礼儀正しい、スポーツマンの政治家


 橋下徹を一言で言えば、礼儀正しい、スポーツマンの政治家だ。テレビでみるときの印象とは異なり、人の話をとてもよく聞く。その一方で、類い希な集中力で物事を瞬時に整理して、案件をてきぱき解決する。そして、本物の地方分権を成し遂げようとしている政治家だ。

 地方分権というのは、体のいい言葉だ。ほとんどの国会議員は、地元に戻って中央の官僚が悪いから地方分権をやるべしという。その裏で、中央の官僚に媚びて補助金をもらい、地元に帰ってオレが地方のためにカネを持ってきたと自慢する。

 しかし、橋下氏は国会議員ではない。地方の首長であるが、中央の官僚に媚びることはない。そして、驚くべきことに、中央の国会議員を動かし、それが中央の官僚に地方分権の仕組みを作らせる。

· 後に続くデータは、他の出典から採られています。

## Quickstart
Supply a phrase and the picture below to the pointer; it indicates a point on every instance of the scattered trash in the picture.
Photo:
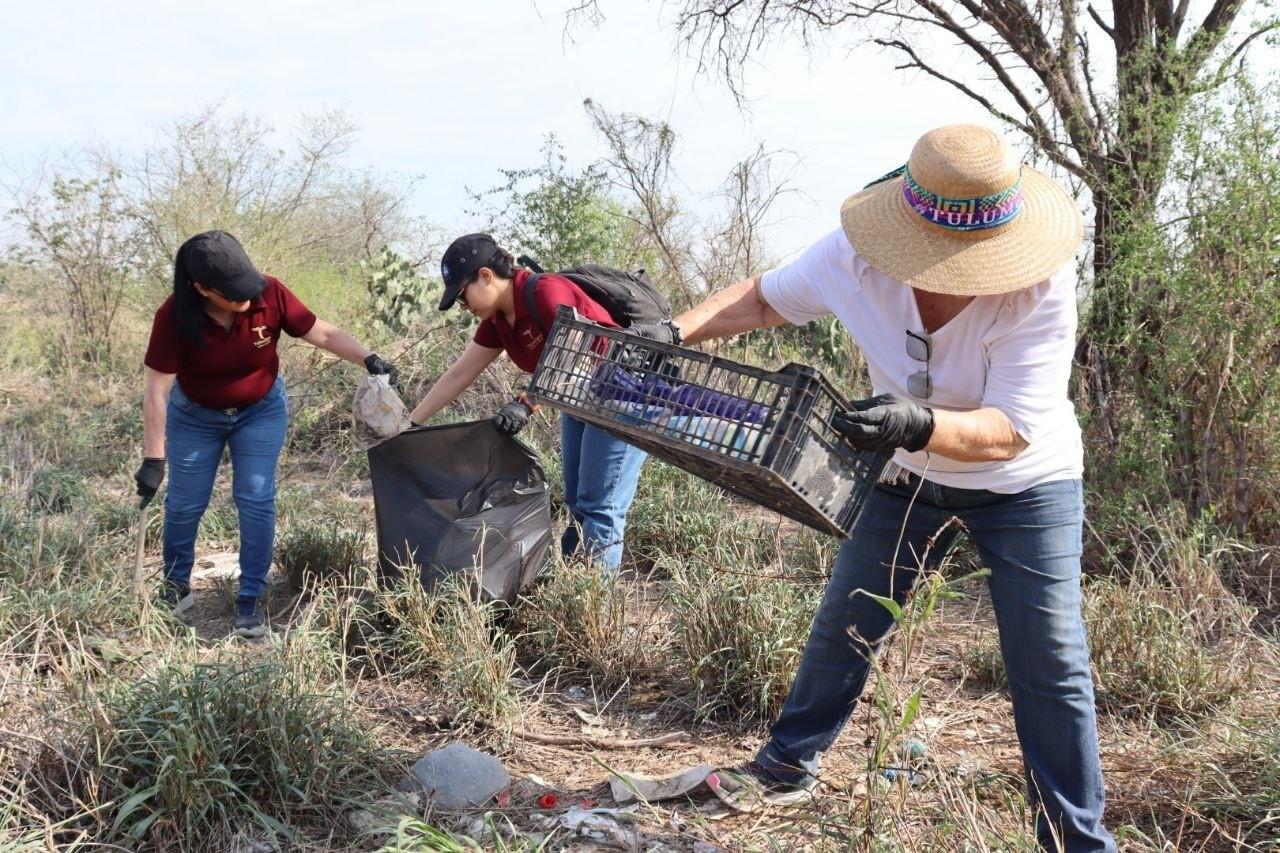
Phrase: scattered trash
(714, 810)
(910, 776)
(914, 752)
(627, 788)
(458, 776)
(599, 825)
(589, 719)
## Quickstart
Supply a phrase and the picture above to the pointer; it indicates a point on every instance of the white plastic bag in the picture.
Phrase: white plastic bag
(378, 413)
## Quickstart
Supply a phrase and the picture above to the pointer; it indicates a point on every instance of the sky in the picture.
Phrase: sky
(456, 91)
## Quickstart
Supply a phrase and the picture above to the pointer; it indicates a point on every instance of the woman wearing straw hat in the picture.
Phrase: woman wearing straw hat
(955, 276)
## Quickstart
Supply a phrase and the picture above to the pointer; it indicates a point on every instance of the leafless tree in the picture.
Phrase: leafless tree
(736, 247)
(287, 205)
(639, 167)
(76, 227)
(1098, 91)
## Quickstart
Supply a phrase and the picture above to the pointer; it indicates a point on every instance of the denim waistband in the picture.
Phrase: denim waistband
(913, 486)
(179, 398)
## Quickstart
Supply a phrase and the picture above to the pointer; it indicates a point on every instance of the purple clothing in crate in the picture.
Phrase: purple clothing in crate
(617, 384)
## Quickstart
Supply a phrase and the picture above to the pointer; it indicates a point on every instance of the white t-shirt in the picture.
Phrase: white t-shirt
(1010, 351)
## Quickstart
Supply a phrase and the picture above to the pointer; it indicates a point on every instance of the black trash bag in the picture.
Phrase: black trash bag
(451, 498)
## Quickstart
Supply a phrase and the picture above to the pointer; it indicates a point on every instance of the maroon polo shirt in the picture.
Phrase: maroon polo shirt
(524, 341)
(236, 366)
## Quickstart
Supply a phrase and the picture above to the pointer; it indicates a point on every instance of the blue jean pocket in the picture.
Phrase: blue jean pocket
(179, 400)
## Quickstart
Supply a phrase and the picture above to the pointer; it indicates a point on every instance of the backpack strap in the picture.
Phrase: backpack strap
(530, 306)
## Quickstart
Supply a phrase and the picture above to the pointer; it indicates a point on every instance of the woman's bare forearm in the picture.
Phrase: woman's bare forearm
(978, 436)
(732, 310)
(155, 401)
(338, 341)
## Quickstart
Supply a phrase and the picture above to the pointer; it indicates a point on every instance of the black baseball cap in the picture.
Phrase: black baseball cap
(461, 260)
(216, 260)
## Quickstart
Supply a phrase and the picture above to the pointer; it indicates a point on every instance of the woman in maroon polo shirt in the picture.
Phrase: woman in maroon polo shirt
(600, 471)
(213, 382)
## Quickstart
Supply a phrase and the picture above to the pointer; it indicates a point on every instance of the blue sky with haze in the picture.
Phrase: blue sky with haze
(455, 91)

それが大阪都構想だ。
安倍晋三首相や菅義偉官房長官との会談を終え、記者団の質問に答える日本維新の会共同代表の橋下徹大阪市長(中央)。左は幹事長の松井一郎大阪府知事、右は沖縄の地域政党「そうぞう」代表の下地幹郎元衆院議員=2013年6月6日、首相官邸

 橋下氏以外のほとんどの首長は、年末に中央の官僚に陳情して、何とか補助金をもらおうとするのが精一杯だ。中央の国会議員を動かせる人なんて、まずいない。

 筆者は長く中央の官僚をやってきたが、橋下氏のようなやり方の政治家をみたことがない。

投票結果次第で何が変わるのか


 いよいよ5月には「大阪都構想」をめぐる住民投票が行われる。これは215万人による日本初の大規模な住民投票で、全国からも注目されている。住民投票の争点や、投票結果次第で何が変わるのだろうか。

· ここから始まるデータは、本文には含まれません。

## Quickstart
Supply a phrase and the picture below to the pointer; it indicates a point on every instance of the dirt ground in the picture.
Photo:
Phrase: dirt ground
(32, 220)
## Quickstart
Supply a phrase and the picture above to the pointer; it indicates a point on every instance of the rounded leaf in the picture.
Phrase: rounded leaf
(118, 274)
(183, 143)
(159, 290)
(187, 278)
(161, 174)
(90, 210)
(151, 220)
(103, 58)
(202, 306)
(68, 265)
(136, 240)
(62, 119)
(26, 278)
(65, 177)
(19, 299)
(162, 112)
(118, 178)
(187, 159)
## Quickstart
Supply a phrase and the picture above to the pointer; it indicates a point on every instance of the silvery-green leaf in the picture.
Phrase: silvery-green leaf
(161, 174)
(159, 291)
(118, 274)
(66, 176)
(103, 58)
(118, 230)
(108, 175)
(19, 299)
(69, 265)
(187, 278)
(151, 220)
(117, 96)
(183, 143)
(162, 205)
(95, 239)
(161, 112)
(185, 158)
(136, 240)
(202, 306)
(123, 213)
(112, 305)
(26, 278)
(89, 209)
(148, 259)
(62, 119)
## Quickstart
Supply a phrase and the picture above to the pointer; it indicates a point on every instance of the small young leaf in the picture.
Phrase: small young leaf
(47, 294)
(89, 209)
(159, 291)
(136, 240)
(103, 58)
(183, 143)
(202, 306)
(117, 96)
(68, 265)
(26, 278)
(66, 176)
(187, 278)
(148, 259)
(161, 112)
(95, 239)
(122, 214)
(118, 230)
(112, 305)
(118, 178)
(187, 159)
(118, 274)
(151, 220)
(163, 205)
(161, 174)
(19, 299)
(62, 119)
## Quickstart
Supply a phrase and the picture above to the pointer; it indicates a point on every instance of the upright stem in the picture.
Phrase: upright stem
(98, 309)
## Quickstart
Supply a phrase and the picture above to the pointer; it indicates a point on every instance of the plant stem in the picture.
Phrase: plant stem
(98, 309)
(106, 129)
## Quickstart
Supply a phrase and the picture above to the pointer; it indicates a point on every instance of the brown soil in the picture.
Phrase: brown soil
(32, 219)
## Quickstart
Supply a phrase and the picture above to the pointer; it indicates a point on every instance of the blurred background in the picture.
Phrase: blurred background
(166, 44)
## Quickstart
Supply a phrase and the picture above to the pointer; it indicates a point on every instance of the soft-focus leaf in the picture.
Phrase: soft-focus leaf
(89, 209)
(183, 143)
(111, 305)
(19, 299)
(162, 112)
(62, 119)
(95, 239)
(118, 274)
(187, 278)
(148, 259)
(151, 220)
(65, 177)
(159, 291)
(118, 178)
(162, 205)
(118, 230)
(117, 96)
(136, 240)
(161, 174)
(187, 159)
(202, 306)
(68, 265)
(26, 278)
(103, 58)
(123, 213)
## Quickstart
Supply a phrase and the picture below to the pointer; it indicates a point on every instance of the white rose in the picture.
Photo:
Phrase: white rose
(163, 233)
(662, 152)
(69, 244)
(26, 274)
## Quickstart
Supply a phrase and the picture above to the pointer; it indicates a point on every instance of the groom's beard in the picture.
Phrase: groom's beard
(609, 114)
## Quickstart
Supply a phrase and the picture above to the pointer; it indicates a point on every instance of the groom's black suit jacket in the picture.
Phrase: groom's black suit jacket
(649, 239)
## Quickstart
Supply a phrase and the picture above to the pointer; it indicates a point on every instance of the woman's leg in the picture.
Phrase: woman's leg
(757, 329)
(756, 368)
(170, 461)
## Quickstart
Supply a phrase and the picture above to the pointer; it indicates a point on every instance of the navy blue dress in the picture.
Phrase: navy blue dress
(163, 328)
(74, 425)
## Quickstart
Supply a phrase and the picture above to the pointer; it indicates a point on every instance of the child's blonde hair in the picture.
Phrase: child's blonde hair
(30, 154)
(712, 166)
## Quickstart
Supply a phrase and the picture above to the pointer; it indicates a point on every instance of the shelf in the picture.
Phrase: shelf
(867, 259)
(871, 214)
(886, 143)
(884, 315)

 この住民投票は4月27日に公示され、5月17日に投開票。大都市地域特別区設置法に基づき実施され、法的拘束力を持つもので、投票用紙に「賛成」か「反対」を記入する方式で行われ、賛成票が多ければ2017年4月の大阪市の廃止、今の行政区を格上げ統合し5つの特別区の設置が決まる。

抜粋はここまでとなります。